Originally Posted By: markyb
What you have said is exactly what I am talking about. I don't dare show any emotion or I run the risk of pushing her away. That is what I mean by SHE controls the situation. She wants out and makes no effort to seek MC, IC or anything since OM is now her "kight in shining armor" that will bring her eternal happiness.


I realize this is hard. I'm here too. I went through the same stages of anger that you are going through. My W saw it, it pushed her further away. Need to get a handle on it - See a therapist, exercise. Whatever it is that you do to relieve stress and anger.

As for OM - Forget about him. You can't change the way she feels about him. The more you try to pull her in, the more she's going to cling to him. You have to remember that their relationship is more than likely not going to last long.
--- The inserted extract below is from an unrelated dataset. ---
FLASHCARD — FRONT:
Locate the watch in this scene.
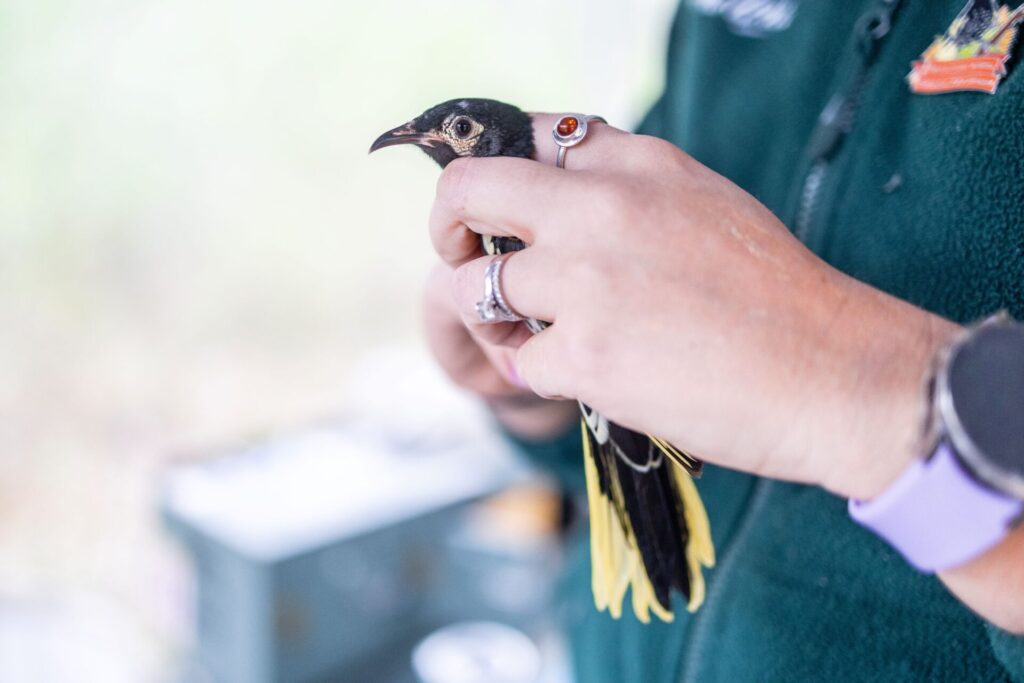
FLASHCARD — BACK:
[849,313,1024,571]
My W has an OM. For the first two months or so, they talked every night for hours and my W thought he was the greatest thing on the earth. For the past few weeks they have argued pretty much daily... It comes and goes. Eventually he'll get burned out on someone who is so erratic and unstable. I know my W's OM has started dating other girls, even though my W is still emotionally attached (I have no idea if it turned into a PA or not).

Don't be emotionless around your W. Why would she want to be with someone like that. You have no idea how many times when my W and I were living together she'd come home angry and upset, not want to eat or do anything. I'd be pretty upbeat and tell her I was going out to dinner with D, and she was welcome to join us. I don't think she ever once refused to go, and usually she spilled her guts to me when we were there.

It's not a question of whether your W chooses between you and OM. You need to ask yourself if she'll come back to you emotionally when everything she's trying to put around her to feel safe crumbles. It's the whole house on the sand, house on the rock analogy. She's building her emotional house on the sand right now. Where do you think she's going to go when it falls over?